To examine the effect of ant attendance on the survival of aphid colonies, we selected three groups of eight, eight, and three mugwort shoots on which aphids colonized on 21 August 2015 at a field site at Hokkaido University, Sapporo, Hokkaido, Japan. On 21 August, the numbers of colonized aphids were counted for each colony. Ants were removed from the first eight colonies by painting Tanglefoot (sticky material) at the base of the mugwort shoots. Painting Tanglefoot prevents ants from moving up to the mugwort because of its stickiness, but most predators can reach the aphid colonies because they can fly. No Tanglefoot was applied to the eight colonies in the second group so that ants continued to attend the aphid colonies. To control for the effect of Tanglefoot application on aphid survival, Tanglefoot was painted at the surface of a leaf in the three colonies in the control group so that ants could continue to attend the aphid colonies. The numbers of colonized aphids were counted 9 days later. The number of predators found on each mugwort shoot was recorded three times during the experiment.

Experiment 2

Field collections and measurements

We collected a total of 85 M. yomogicola colonies from three sites and one site in Sapporo City in July 2012 and 2013, respectively. A colony on a mugwort shoot was collected and brought back to the laboratory in a vinyl bag with attending ants. To avoid multiple samplings from the same ant colony, we took a single shoot from the lumped shoots. The insects were frozen at −25°C in a freezer for measurements. For each shoot, the numbers of green morph, red morph, and attending ants were counted. The proportion of the green morph on the shoot was calculated using these data. The monomorphic colonies were removed from the analysis. For the rest of the colonies, APA was calculated.
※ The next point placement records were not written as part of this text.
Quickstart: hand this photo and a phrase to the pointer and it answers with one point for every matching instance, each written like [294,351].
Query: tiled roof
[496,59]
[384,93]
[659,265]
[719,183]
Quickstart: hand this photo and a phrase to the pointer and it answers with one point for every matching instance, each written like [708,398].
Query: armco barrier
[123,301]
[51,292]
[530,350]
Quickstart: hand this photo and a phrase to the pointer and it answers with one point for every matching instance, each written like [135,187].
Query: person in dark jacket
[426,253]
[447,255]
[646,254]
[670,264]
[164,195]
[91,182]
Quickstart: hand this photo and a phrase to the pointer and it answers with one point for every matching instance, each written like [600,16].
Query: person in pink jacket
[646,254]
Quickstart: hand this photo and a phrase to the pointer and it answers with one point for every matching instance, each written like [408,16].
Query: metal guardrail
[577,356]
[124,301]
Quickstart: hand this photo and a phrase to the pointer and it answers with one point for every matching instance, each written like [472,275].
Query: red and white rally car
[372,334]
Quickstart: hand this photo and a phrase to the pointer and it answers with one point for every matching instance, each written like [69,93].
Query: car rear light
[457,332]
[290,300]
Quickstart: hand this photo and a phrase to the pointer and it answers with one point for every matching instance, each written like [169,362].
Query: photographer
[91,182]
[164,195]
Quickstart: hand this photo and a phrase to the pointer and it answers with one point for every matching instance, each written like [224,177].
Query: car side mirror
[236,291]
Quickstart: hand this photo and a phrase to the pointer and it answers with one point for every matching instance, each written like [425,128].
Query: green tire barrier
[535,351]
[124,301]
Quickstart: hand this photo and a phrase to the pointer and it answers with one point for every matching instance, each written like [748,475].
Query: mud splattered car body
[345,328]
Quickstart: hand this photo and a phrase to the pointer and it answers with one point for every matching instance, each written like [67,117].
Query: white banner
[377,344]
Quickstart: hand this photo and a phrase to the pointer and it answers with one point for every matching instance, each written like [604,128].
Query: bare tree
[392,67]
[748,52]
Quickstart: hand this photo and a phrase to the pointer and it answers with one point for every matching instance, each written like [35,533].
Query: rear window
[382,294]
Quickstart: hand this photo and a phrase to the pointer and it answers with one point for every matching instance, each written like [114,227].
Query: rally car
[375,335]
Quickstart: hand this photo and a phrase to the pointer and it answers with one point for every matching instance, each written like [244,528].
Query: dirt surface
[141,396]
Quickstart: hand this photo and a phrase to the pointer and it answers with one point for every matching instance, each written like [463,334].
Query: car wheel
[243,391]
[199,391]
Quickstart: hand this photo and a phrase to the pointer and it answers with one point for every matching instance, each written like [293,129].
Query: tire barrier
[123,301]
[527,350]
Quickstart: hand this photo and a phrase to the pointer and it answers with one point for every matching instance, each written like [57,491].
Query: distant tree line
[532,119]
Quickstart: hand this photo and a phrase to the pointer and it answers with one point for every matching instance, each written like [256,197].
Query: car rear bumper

Because the body size of ant workers became larger as colony size increased (), we used the average head width of the attending ants as an index of ant colony size. The head of an ant was separated and fixed on a glass plate and was measured to 0.01 mm by a micrometer on a microscope (Macromax SCORP-ON Direct USB, SCORPION). The head widths of all the attending ants on a shoot were averaged. This value was used as the index of ant colony size on the shoot.

Statistical analyses

Three factors affect APA: the number of aphids on a shoot (aphid colony size), ant colony size, and the PG. Generally, the number of aphids is positively correlated with the number of attending ants. A large ant colony can mobilize more workers to an aphid colony than a small ant colony. We wanted to examine the effect of PG on APA without the effect of these other two variables. To remove the effects of both of these parameters, we first conducted a multivariate regression of the APA on both ant colony size and aphid colony size as independent variables. Second, the residuals of APA from the regression plane were calculated. Next, a simple regression of the residuals of APA on PG was conducted to examine the relationship between PG and APA.

We used four types of regression functions in the simple regression of APA on PG: linear function, two-dimensional function, three-dimensional function, and smoothing spline function. Each function was fitted on data, and AIC was calculated. The fitted function showing the lowest AIC was considered the regression that explained the data most effectively.